Ecrit par Marc Wetzel le 09.10.24 dans La Une CED, Les Livres, Chroniques Ecritures Dossiers, Arfuyen

Ainsi parlait Jules Renard, Dits et maximes de vie, Yves Leclair, éditions Arfuyen, juin 2024, 192 pages, 14 €

Ainsi parlait Jules Renard, Dits et maximes de vie, Yves Leclair (par Marc Wetzel)

 

« Le monsieur qui nous dit : “Et moi aussi, j’ai passé par là !”. Imbécile ! Il fallait y rester : alors, tu m’intéresserais” » (fragment 49).

Un florilège (le principe de cette collection) de Jules Renard ne pouvait promettre qu’un feu d’artifice, et le voilà. Yves Leclair y a excellemment travaillé. Mais dès sa présentation (Une hygiène de l’esprit), le maître d’œuvre de ce livre nous annonce, au-delà de la jubilation attendue (par la caustique fantaisie et l’humour imparable du maître), un auteur profond (qui aura constamment, malgré sa paresse officielle, appris de son propre travail) et scrupuleux (qui s’interdit peu à peu la méchanceté et le cynisme qu’il se savait trop expertement déployer, et manifeste une « finesse spirituelle » assumant la responsabilité de tout ce qu’elle découvre, et incitant son lecteur à la relayer).
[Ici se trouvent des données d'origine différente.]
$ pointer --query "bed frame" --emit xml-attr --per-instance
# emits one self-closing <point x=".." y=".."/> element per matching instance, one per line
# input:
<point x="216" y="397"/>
C’est, comme dit Leclair, ce « plus japonais des naturalistes », oui, le plus délicat et vaporeux des réalistes qu’on rencontre ici.
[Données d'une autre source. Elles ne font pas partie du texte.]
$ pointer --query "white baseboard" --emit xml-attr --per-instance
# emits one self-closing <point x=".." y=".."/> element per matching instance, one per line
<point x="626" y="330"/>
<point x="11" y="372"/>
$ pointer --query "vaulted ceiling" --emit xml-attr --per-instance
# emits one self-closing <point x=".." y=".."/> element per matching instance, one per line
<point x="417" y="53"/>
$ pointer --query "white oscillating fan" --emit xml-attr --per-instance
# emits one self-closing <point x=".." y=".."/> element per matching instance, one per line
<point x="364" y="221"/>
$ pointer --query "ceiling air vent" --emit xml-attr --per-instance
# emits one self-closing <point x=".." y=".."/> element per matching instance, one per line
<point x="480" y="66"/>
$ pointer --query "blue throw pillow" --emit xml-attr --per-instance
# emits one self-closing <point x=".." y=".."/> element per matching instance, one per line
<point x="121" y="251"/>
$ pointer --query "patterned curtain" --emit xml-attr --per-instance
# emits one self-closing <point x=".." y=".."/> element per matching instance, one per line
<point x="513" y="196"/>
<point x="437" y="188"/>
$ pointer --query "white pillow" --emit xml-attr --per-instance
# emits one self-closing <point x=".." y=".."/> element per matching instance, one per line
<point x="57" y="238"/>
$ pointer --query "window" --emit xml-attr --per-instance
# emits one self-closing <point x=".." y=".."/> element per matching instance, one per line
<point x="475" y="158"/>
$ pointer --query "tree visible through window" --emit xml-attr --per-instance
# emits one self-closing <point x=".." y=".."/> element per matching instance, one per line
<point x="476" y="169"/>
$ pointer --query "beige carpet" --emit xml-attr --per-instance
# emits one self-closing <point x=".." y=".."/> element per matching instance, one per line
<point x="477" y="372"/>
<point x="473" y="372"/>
C’est que, écrit notre préfacier, « une aussi lumineuse légèreté d’esprit ne peut remonter que de l’éteignoir de l’abîme » (voilà pour la source tragique d’un homme, dont, tout de même, le père se tue au fusil, et la mère en se jetant dans un puits), ajoutant (et voilà pour l’admirable serment d’en faire toujours aussi sourire !) : « La seule intelligence ne suffit pas à laver le linge sale. Sans l’humour, l’ogre nihiliste ne peut gober, sans la vomir, l’histoire racontée par un fou que peut paraître cette vie ».

On sait que Jules Renard est un peu la quintessence de « l’esprit français » (mobile, astucieux et virtuose), mais le propre de cet auteur est d’avoir en quelque sorte remonté (laborieusement, mais sûrement) la pente même (superficielle, querelleuse et sournoise) de ce même esprit. Elie Faure caractérisait l’âme française par deux traits essentiels : la vanité, et la peur du ridicule. Renard est alors celui qui répare l’esprit français à même ses traits. Assumant ainsi la vanité de la vanité même (vivre selon ce qu’on croit devoir montrer de sa présence), et le ridicule de la peur du ridicule (la hantise d’être pris en défaut comprenant sa propre défectuosité). Par exemple, la méprisante nonchalance d’un lecteur français doit se tester et se combattre en se frottant à la difficulté même, parfois, de la laisser s’exercer (« Afin de juger sainement d’un livre, essayez de vous faire les ongles en le lisant. Si vous n’y parvenez pas, le livre est bon, et si vous vous êtes un peu coupé, il est excellent », fr.23).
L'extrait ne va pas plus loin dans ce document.